Pledge to halve violence against women is ‘ambitious’, Yvette Cooper admits
Officials have not worked out how to measure their progress to meet key target to protect women, the home secretary has said
The home secretary has admitted her pledge to halve violence against women and girls (VAWG) in ten years is “ambitious” and the government has not worked out how to measure their progress.
Laying out a string of reforms to overhaul policing at an annual summit with police chiefs on Tuesday, Yvette Cooper said policing is at a “critical juncture” with many forces “buckling under the strain”.
Discussing details of how a new national performance unit will use key data to give the Home Office and police chiefs closer oversight of individual forces, she said the issue of how to measure VAWG is a challenge.
“Let’s be honest, it’s an ambition that I’m not aware any country has set before,” she told the conference in Westminster.
“It’s very ambitious to say we are going to halve violence against women and girls in a decade.
“We’re working at the moment to work out how you measure overall violence against women and girls, how you look at domestic abuse, how you look at stalking, how you look at sexual offences, so that we can have that measure and so that we can see across the country what progress is being made.”
Other government priorities which will be tracked in the overhaul include halving knife crime in a decade and rebuilding neighbourhood policing.
However she insisted the new Police Performance Unit, which will be run by both civil servants and police leaders, is not about “arbitrary targets”.
“The statute of the performance unit is not about setting arbitrary targets for police forces,” she said. “It is about making sure that we’ve got the information.”
Her comments come after she unveiled the major overhauls in a speech to police leaders, as she called for forces to face some “difficult truths” about struggles facing policing, with fewer crimes solved, eroding public confidence and governance which fails to prevent abuse by rogue officers.
She said her reforms will trigger a “fundamental reset” in the relationship between policing and government.
She confirmed more than half a billion pounds of additional funding from central government next year to neighbourhood policing, the National Crime Agency (NCA) and counter-terrorism.
However she warned fulfilling their pledge to boost neighbourhood officer numbers by 13,000, including police community support officers and specials, will take time.
Police forces will also be “compensated” for the rise in employer national insurance contributions separately from the funding boost, Cooper said.
Gavin Stephens, chair of the National Police Chiefs’ Council, told the conference “policing needs to change” as he said the reforms are a once a generation opportunity to transform forces.
He said there are too many decision makers in the current structure of 43 geographical forces in England and Wales, that leads to inertia.
He told delegates: “The world around us has changed beyond recognition yet we remain rooted in a system designed in the early 1960s, before mobile phones, the internet, even the M25 which came along two decades later.”
UK police chiefs are looking at countries including Australia, Japan, Norway, the Netherlands and Denmark as models for a new structure and have been in discussions for a year over the plans for a new national police performance unit.

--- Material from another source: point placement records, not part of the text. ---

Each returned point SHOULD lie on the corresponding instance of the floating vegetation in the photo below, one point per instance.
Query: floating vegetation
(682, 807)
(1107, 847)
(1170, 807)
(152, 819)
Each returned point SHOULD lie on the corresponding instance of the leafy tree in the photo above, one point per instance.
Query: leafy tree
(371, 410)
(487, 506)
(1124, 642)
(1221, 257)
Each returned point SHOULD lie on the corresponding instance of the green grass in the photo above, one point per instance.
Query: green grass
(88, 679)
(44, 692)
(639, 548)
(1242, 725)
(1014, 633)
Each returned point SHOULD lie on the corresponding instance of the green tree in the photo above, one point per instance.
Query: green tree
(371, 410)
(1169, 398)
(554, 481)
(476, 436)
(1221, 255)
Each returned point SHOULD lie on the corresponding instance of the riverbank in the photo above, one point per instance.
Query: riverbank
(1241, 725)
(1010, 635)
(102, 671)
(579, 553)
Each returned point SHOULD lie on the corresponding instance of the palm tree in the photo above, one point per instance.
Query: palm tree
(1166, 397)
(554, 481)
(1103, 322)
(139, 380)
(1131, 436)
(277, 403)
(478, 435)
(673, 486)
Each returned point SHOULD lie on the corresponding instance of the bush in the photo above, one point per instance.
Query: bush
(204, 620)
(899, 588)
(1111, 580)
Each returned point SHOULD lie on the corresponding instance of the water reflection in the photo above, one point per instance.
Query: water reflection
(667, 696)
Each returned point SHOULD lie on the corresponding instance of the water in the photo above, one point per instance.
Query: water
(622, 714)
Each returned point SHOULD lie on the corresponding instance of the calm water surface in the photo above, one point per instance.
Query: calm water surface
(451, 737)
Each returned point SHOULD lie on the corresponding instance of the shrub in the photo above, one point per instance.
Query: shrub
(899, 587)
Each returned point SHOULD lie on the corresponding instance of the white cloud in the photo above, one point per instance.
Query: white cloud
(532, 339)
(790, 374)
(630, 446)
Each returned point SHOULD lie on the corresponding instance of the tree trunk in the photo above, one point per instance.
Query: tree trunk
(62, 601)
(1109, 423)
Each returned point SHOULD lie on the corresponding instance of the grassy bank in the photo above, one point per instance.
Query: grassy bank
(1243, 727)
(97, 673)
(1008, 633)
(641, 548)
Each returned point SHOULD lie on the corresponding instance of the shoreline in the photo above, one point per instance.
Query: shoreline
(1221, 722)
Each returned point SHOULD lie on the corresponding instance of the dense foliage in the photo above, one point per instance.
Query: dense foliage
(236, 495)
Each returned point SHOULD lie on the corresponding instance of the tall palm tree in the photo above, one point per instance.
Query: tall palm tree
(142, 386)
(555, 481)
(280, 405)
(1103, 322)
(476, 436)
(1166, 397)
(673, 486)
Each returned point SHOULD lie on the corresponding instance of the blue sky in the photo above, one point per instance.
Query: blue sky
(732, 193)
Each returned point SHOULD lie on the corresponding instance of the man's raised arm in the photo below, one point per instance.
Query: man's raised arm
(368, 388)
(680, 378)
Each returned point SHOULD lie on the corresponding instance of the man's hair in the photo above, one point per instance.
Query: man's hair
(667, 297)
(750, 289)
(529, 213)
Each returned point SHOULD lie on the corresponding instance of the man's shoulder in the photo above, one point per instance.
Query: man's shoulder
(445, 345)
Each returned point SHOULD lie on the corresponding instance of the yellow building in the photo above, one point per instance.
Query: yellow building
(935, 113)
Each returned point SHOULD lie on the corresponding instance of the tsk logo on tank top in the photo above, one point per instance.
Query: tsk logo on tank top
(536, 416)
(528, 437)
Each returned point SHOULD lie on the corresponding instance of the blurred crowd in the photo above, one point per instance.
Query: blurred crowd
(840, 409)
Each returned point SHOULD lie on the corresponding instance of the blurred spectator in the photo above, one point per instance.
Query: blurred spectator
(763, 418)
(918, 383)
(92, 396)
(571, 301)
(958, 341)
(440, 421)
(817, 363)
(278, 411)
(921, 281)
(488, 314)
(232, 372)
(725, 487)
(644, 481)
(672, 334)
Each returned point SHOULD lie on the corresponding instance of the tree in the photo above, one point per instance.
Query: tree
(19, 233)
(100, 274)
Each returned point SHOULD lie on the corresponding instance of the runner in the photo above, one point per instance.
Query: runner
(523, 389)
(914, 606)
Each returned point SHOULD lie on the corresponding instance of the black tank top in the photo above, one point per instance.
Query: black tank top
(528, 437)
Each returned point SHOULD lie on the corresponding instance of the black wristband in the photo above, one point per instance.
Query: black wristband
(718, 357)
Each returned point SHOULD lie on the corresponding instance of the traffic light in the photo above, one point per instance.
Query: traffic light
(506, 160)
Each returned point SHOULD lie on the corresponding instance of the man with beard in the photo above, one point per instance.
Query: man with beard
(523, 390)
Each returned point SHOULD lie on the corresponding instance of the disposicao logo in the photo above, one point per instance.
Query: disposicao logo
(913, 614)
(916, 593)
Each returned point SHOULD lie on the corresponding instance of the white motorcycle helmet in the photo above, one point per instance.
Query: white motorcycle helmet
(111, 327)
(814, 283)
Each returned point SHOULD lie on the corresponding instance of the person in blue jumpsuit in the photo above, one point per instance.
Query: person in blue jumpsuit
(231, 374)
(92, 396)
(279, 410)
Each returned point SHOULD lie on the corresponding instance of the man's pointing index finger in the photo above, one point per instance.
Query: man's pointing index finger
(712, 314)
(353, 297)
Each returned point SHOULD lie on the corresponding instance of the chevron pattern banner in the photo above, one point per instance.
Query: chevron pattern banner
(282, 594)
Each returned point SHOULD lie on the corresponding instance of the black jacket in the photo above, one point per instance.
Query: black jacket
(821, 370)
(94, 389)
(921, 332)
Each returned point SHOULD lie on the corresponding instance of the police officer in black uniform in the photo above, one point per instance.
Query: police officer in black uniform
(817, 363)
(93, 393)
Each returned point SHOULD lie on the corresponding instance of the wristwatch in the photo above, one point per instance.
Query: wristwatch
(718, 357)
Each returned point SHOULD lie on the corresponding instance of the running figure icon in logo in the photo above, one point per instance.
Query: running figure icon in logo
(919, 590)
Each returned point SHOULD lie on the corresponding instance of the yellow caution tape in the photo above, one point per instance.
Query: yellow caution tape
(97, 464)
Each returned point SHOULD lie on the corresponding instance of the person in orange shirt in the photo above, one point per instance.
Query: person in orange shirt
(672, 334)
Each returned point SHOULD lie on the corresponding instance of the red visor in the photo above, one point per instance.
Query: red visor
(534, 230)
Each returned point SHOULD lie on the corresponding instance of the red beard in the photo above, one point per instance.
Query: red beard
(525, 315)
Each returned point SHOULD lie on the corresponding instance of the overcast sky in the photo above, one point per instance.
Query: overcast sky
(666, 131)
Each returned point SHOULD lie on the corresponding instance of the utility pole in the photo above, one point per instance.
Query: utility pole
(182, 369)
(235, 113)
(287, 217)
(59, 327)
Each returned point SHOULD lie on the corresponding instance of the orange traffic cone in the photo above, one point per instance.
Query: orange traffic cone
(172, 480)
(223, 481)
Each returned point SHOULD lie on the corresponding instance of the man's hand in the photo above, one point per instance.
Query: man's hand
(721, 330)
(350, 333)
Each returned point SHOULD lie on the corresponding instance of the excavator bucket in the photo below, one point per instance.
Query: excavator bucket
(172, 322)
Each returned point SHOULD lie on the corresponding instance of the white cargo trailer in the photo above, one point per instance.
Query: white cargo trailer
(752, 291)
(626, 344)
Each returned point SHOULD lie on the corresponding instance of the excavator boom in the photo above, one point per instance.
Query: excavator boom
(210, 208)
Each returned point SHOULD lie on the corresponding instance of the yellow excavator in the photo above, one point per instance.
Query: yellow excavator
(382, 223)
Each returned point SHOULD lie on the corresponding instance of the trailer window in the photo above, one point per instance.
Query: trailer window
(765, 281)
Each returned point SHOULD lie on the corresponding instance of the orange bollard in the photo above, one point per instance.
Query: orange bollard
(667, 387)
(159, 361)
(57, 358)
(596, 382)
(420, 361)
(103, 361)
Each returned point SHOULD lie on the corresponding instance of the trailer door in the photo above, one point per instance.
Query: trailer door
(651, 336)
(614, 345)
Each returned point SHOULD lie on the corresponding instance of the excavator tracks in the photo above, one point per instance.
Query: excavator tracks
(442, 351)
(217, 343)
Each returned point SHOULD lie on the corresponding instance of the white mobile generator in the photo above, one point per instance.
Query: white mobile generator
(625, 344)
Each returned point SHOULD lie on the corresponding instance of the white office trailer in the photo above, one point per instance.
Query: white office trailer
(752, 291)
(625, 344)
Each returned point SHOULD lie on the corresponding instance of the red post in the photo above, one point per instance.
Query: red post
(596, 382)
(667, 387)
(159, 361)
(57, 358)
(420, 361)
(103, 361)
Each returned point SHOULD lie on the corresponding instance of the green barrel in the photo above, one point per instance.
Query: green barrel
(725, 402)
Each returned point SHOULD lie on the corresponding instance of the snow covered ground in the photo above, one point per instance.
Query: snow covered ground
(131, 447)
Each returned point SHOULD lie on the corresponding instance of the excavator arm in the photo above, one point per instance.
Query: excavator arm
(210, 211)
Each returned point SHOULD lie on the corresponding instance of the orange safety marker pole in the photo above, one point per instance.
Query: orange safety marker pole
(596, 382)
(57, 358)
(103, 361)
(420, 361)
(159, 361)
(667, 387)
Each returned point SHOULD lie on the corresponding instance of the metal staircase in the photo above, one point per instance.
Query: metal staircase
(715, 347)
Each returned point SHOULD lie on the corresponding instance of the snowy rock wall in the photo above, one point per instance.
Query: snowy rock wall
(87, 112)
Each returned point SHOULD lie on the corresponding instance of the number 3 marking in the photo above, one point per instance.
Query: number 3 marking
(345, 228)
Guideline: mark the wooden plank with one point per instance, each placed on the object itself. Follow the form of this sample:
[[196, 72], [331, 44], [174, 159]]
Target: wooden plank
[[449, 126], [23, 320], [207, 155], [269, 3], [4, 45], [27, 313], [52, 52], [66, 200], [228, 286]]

“I see this less as return to league tables and more a look ahead to what is the really great stuff that’s happening in policing, how we identify it quickly and how we get spread amongst everybody else,” Mr Stephens told reporters.
He said the idea of national-level policing is not new, citing counter terror and fraud teams as examples of centralised units.
Emily Spurrell, chair of the Association of Police and Crime Commissioners, said the national unit will help forces to understand how they are performing.
She added: “One of my great frustrations as a PCC is that I will say, ‘well, how do we compare to Greater Manchester or West Yorkshire down the road?’ And nobody can tell me, because everything is measured differently.
“So I think it’s less about targets and more about being able to say, well, actually, how do you compare to other forces that are similar to you.”
The policing reforms will be set out in a White Paper, due to be published in the spring.
A full breakdown of the additional funding will be published as part of the police settlement in December.